Framework Connection Object
Overview
The Framework Connection Object is a key concept in mloda's compute framework system that enables stateful compute frameworks to maintain persistent connections and share resources across different operations. This is particularly important for frameworks like DuckDB, Spark, or database connections that require maintaining state between operations.
What is a Framework Connection Object?
A Framework Connection Object is an optional parameter that some compute frameworks use to:
- Maintain persistent connections to databases or compute engines
- Share state between different operations within the same compute session
- Ensure data consistency across merge operations and transformations
- Optimize performance by reusing connections and avoiding repeated setup costs
When is it Required?
Stateful Frameworks
Some compute frameworks require a connection object to function properly:
- DuckDB: Requires a
DuckDBPyConnection
to maintain database state - Spark: Would require a SparkSession to manage cluster resources
- Database frameworks: Need database connections for query execution
Stateless Frameworks
Other frameworks don't require connection objects:
- Pandas: Operations are performed on in-memory DataFrames
- PyArrow: Tables are self-contained data structures
- Polars: DataFrames and LazyFrames are independent objects
- PythonDict: Simple Python data structures
How it Works
In ComputeFrameWork Base Class
The base ComputeFrameWork
class provides methods to manage connection objects:
class ComputeFrameWork:
def __init__(self) -> None:
# Connection object for frameworks that need persistent connections
self.framework_connection_object: Optional[Any] = None
def set_framework_connection_object(self, framework_connection_object: Optional[Any] = None) -> None:
"""
Some compute frameworks (e.g., DuckDB, Spark) require sharing their connection
with merge engines to ensure data consistency. Override this method in
subclasses that need to provide a connection object.
"""
self.framework_connection_object = None
def get_framework_connection_object(self) -> Any:
"""This method retrieves the connection object set by `set_framework_connection_object`."""

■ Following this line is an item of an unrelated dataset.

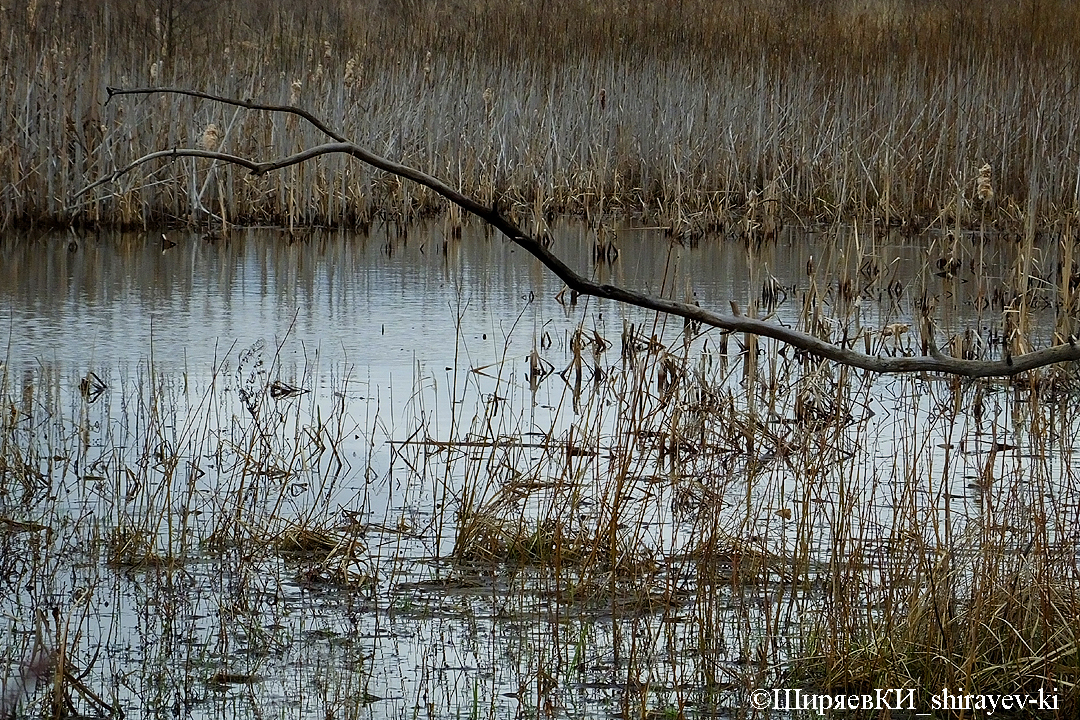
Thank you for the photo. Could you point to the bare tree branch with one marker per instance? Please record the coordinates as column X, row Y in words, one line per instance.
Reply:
column 935, row 362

return self.framework_connection_object
In Framework Transformers
Framework transformers receive the connection object as a parameter:
@classmethod
def transform_other_fw_to_fw(cls, data: Any, framework_connection_object: Optional[Any] = None) -> Any:
"""
Transform data from the secondary framework to the primary framework.
Args:
data: Data in the secondary framework format
framework_connection_object: Optional connection object for stateful frameworks
Returns:
Any: Transformed data in the primary framework format
"""
Using DuckDB with mloda API
from mloda_core.api.request import mlodaAPI
from mloda_core.abstract_plugins.components.data_access_collection import DataAccessCollection
import duckdb
# Create DuckDB connection
connection = duckdb.connect()
# Set up data access
data_access_collection = DataAccessCollection(initialized_connection_object={connection})

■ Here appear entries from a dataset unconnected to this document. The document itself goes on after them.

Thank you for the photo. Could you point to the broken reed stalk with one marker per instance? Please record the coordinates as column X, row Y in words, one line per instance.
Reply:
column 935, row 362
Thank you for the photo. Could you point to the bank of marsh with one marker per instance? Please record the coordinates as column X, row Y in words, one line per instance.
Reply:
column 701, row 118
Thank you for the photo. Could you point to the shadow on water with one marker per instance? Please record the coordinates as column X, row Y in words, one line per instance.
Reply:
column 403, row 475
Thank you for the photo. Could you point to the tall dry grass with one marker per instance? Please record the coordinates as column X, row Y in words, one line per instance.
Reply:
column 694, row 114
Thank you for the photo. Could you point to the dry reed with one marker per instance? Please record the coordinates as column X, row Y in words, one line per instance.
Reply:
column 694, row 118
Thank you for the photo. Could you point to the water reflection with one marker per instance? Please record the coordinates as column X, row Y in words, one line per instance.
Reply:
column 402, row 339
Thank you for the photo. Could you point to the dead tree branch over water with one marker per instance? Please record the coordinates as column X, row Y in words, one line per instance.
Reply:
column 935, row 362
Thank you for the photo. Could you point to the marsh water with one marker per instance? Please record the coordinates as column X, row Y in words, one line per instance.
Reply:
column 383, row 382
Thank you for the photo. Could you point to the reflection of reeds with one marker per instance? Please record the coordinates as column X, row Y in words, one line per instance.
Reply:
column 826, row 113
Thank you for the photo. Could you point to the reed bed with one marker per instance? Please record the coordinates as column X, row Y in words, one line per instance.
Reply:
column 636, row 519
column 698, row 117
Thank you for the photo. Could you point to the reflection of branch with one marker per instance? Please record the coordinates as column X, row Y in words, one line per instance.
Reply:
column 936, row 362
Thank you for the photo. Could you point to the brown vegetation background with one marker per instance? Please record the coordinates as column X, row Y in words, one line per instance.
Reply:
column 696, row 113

# Run with DuckDB framework
result = mlodaAPI.run_all(
["feature1", "feature2"],
compute_frameworks=["DuckDBFramework"],
data_access_collection=data_access_collection
)
DuckDB Transformer Example
The DuckDBPyarrowTransformer
requires a connection object for PyArrow → DuckDB transformations:
class DuckDBPyarrowTransformer(BaseTransformer):
@classmethod
def transform_other_fw_to_fw(cls, data: Any, framework_connection_object: Optional[Any] = None) -> Any:
"""Transform a PyArrow Table to a DuckDB relation."""

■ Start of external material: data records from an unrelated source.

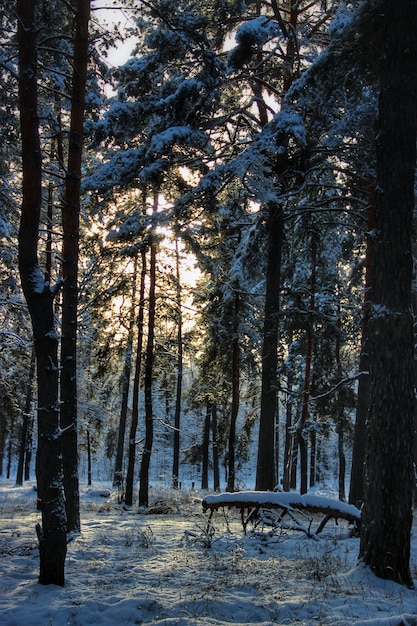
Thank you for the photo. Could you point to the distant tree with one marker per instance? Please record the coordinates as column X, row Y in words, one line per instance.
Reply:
column 149, row 365
column 70, row 262
column 387, row 510
column 53, row 432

if framework_connection_object is None:
raise ValueError("A DuckDB connection object is required for this transformation.")
if not isinstance(framework_connection_object, duckdb.DuckDBPyConnection):
raise ValueError(f"Expected a DuckDB connection object, got {type(framework_connection_object)}")
return framework_connection_object.from_arrow(data)
Implementation Guidelines
For Framework Developers
When implementing a new compute framework that requires a connection object:
- Override
set_framework_connection_object
:
def set_framework_connection_object(self, framework_connection_object: Optional[Any] = None) -> None:
if framework_connection_object is not None:
if not isinstance(framework_connection_object, ExpectedConnectionType):
raise ValueError(f"Expected connection type, got {type(framework_connection_object)}")
self.framework_connection_object = framework_connection_object
- Pass connection objects to merge engines and other components that need them.
For Transformer Developers
When implementing transformers for stateful frameworks:
- Accept the connection object parameter:
@classmethod
def transform_other_fw_to_fw(cls, data: Any, framework_connection_object: Optional[Any] = None) -> Any:
# Implementation here
- Validate the connection object when required:
if framework_connection_object is None:
raise ValueError("Connection object is required for this transformation.")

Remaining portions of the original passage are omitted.